Pulmonary arteriovenous malformation

Case contributed by Stefan Tigges
Diagnosis certain

Presentation

Chest pain.

Patient Data

Age: 75 years
Gender: Male

Right upper and right middle lobe nodules connected by a curvilinear opacity. Dilated aortic arch. Lungs clear, heart normal in size, no pleural effusion.
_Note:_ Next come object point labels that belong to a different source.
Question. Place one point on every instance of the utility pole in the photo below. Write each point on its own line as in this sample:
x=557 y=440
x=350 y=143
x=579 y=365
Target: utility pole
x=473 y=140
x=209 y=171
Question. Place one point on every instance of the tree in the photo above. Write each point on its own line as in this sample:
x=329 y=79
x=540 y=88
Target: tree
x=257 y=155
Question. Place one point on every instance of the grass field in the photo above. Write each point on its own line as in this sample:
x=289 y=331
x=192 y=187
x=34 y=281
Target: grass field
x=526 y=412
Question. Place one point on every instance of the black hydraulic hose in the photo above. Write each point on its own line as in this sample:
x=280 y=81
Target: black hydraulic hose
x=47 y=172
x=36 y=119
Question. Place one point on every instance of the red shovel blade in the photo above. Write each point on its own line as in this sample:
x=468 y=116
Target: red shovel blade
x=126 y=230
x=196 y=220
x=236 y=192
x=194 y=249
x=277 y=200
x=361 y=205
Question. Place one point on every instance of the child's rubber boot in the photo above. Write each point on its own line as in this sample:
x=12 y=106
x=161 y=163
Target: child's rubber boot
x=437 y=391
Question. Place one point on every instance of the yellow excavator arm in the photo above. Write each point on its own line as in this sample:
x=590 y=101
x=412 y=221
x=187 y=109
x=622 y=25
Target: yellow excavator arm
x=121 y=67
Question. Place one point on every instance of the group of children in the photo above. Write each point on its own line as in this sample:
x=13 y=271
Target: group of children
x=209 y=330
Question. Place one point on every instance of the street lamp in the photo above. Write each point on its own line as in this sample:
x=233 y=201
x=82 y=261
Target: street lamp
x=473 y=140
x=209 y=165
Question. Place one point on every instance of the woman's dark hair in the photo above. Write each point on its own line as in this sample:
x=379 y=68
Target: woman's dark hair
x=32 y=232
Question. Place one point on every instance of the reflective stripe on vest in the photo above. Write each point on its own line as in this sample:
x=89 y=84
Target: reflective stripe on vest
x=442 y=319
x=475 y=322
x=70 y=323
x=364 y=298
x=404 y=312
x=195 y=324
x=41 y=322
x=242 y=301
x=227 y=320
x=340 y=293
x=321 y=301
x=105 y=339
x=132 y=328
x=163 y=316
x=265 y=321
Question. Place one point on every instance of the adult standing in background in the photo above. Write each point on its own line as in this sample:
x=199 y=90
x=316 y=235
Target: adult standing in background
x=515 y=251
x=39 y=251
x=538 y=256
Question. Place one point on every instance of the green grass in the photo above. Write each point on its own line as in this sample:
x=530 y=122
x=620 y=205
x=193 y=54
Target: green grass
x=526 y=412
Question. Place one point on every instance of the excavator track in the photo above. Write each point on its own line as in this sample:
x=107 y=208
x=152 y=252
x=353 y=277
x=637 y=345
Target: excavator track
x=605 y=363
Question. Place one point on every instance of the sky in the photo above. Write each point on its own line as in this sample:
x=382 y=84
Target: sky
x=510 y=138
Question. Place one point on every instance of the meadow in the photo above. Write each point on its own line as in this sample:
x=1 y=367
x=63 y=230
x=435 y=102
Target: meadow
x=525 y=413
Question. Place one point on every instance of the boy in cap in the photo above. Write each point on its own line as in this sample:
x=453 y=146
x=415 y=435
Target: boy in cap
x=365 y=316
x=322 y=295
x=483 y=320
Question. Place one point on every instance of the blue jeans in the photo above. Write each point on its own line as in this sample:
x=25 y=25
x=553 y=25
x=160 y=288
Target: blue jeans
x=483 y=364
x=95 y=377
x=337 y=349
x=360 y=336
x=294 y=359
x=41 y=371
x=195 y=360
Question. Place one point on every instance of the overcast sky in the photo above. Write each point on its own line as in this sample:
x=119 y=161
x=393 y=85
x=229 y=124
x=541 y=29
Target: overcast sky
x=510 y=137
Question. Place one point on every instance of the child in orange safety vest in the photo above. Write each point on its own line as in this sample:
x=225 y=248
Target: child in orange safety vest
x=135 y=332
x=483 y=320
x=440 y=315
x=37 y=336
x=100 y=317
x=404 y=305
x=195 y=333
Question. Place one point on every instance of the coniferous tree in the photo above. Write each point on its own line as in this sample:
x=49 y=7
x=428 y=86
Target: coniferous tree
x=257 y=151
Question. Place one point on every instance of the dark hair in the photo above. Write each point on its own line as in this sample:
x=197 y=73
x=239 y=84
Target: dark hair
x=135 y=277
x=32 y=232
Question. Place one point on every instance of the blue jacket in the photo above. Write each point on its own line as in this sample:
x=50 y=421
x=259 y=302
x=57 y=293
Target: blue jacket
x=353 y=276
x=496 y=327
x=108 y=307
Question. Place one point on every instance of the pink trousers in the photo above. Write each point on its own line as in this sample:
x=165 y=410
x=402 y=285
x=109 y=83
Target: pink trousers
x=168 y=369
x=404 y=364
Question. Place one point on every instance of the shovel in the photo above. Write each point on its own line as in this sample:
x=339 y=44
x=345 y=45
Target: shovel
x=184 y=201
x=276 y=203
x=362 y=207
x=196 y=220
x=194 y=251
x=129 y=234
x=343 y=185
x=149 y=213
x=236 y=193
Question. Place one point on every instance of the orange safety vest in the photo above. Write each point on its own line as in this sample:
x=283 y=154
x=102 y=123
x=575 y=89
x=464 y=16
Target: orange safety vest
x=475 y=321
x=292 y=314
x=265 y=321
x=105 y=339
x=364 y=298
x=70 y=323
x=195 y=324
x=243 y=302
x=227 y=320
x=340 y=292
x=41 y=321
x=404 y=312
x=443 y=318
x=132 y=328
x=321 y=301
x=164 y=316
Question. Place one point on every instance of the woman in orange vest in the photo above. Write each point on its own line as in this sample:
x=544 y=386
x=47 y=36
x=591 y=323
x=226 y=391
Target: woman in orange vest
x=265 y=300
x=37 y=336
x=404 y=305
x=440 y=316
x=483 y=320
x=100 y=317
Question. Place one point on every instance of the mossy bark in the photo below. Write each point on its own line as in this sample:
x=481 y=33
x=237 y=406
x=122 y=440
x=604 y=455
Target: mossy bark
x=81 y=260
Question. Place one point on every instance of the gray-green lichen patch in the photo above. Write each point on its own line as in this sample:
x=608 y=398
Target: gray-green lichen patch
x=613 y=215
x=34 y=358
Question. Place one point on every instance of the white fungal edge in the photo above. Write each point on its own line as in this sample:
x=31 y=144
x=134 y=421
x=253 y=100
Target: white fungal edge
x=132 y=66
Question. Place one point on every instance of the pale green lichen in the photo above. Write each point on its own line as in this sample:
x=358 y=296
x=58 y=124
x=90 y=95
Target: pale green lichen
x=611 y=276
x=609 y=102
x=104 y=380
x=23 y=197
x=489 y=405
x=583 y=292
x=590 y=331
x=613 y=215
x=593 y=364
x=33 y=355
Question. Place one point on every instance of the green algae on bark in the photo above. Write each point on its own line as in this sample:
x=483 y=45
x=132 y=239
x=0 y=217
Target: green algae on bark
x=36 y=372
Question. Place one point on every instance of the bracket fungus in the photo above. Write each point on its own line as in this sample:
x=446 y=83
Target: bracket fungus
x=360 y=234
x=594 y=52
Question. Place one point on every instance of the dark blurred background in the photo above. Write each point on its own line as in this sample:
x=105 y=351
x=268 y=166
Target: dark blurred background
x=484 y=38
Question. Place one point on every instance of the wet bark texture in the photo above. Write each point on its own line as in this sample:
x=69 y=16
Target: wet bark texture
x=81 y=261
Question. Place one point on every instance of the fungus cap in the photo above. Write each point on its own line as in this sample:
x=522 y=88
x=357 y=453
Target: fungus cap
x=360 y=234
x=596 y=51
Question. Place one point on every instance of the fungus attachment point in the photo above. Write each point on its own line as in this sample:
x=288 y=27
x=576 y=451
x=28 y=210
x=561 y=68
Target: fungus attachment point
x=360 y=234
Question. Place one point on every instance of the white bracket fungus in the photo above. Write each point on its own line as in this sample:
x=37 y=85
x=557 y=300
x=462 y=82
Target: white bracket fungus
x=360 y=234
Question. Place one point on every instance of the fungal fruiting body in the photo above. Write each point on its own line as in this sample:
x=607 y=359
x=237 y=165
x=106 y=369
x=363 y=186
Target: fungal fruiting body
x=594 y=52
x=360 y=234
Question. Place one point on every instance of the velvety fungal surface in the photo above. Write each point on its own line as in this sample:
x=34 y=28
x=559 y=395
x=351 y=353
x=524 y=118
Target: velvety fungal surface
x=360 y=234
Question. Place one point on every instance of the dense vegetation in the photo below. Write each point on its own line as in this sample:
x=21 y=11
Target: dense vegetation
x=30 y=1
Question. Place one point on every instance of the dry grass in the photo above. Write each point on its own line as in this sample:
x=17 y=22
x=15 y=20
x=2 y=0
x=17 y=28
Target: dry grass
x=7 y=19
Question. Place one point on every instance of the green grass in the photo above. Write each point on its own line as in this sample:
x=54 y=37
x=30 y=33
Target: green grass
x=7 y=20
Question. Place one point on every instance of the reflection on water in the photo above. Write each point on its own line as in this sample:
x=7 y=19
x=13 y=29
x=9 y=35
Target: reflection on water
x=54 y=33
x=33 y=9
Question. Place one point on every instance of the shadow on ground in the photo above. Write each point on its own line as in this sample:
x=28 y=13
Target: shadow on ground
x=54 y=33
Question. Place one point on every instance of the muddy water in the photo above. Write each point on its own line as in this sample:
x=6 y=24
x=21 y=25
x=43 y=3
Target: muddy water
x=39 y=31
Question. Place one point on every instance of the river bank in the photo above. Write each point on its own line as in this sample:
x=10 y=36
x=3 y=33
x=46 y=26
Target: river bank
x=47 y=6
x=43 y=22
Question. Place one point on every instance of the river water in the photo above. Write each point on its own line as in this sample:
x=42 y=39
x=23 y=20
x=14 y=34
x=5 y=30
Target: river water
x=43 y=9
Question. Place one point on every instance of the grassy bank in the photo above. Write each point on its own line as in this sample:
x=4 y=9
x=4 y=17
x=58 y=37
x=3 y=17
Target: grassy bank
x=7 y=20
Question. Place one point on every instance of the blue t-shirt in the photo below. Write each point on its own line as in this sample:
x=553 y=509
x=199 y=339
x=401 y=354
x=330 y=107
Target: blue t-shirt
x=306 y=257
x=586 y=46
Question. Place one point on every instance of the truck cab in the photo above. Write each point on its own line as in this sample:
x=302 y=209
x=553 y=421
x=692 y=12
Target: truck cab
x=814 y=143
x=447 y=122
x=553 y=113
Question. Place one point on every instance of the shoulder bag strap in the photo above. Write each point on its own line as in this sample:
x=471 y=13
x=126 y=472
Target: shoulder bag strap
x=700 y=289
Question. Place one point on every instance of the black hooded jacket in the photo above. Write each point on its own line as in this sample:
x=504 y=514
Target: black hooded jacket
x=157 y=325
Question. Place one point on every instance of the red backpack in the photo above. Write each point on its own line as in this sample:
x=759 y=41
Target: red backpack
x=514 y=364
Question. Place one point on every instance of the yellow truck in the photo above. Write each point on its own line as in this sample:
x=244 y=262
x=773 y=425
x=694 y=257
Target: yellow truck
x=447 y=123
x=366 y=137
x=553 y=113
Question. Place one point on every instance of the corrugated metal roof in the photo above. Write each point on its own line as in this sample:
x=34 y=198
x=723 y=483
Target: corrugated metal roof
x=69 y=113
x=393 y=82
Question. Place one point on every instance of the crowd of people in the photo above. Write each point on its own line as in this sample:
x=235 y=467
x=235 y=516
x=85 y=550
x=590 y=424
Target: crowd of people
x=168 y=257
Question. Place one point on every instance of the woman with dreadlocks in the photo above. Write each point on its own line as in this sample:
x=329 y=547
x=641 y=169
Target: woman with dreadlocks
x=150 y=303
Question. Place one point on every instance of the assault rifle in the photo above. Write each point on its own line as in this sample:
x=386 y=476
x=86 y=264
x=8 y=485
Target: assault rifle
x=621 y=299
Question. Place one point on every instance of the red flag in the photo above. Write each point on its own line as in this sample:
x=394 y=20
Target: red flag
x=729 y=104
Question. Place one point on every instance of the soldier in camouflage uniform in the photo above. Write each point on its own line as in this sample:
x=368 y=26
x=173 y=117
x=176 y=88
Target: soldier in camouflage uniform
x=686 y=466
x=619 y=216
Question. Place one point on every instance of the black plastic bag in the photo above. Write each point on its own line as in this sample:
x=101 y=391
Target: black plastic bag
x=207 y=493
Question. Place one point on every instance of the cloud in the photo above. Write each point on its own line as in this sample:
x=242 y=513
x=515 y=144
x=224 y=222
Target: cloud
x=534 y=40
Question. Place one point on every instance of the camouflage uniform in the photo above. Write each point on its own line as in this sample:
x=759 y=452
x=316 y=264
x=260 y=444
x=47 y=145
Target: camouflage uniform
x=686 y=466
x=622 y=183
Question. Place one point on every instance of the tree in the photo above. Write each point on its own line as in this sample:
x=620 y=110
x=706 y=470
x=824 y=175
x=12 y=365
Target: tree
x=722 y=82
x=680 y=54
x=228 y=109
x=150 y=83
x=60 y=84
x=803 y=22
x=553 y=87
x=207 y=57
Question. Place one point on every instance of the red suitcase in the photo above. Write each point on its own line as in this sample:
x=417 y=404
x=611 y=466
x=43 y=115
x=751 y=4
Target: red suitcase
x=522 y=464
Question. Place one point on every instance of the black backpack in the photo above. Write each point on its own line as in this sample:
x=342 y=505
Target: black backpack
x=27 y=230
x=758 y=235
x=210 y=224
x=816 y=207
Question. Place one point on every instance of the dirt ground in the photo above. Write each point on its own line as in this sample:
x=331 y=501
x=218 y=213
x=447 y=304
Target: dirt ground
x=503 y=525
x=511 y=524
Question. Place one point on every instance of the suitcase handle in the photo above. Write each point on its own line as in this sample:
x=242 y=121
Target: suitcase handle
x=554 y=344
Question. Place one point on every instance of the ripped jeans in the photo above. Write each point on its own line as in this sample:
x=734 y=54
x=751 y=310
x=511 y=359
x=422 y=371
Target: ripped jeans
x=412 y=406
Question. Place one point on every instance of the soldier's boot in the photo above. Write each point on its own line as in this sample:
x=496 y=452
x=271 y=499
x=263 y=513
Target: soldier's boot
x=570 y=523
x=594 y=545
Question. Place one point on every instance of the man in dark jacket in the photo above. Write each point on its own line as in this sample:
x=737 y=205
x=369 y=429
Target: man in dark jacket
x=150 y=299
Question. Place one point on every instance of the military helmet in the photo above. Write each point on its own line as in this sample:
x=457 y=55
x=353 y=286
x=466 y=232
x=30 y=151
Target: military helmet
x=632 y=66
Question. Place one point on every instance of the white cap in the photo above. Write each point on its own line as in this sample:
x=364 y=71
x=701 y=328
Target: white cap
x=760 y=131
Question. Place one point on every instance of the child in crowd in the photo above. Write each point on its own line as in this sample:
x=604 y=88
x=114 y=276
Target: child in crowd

Right upper lobe peripheral pulmonary AVM , a second AVM along the minor fissure. The pulmonary artery supplying these AVMs is proximally attenuated in the suprahilar region and appears to arise directly from the main pulmonary artery.

Fusiform aneurysm of the ascending thoracic aorta and type B aortic dissection extending from the aortic isthmus distally into the abdominal aorta.The celiac artery arises from the false lumen and is stenotic at its origin. The SMA arises from the true lumen and is stenotic at its origin. The left renal artery arises from the false lumen, the right renal artery arises from the true lumen.

 There is left ventricular hypertrophy. There is coronary artery calcified plaque.

Right upper lobar tracheal bronchus.

Case Discussion

In this case, the diagnosis of AVM is suggested on the plain radiograph by the curvilinear opacity connecting the 2 nodules. CT before and after contrast administration confirms the vascular nature of the nodules. Its important not to biopsy nodules with a possible arterial supply or a draining vein: in those cases a CTA may confirm an AVM.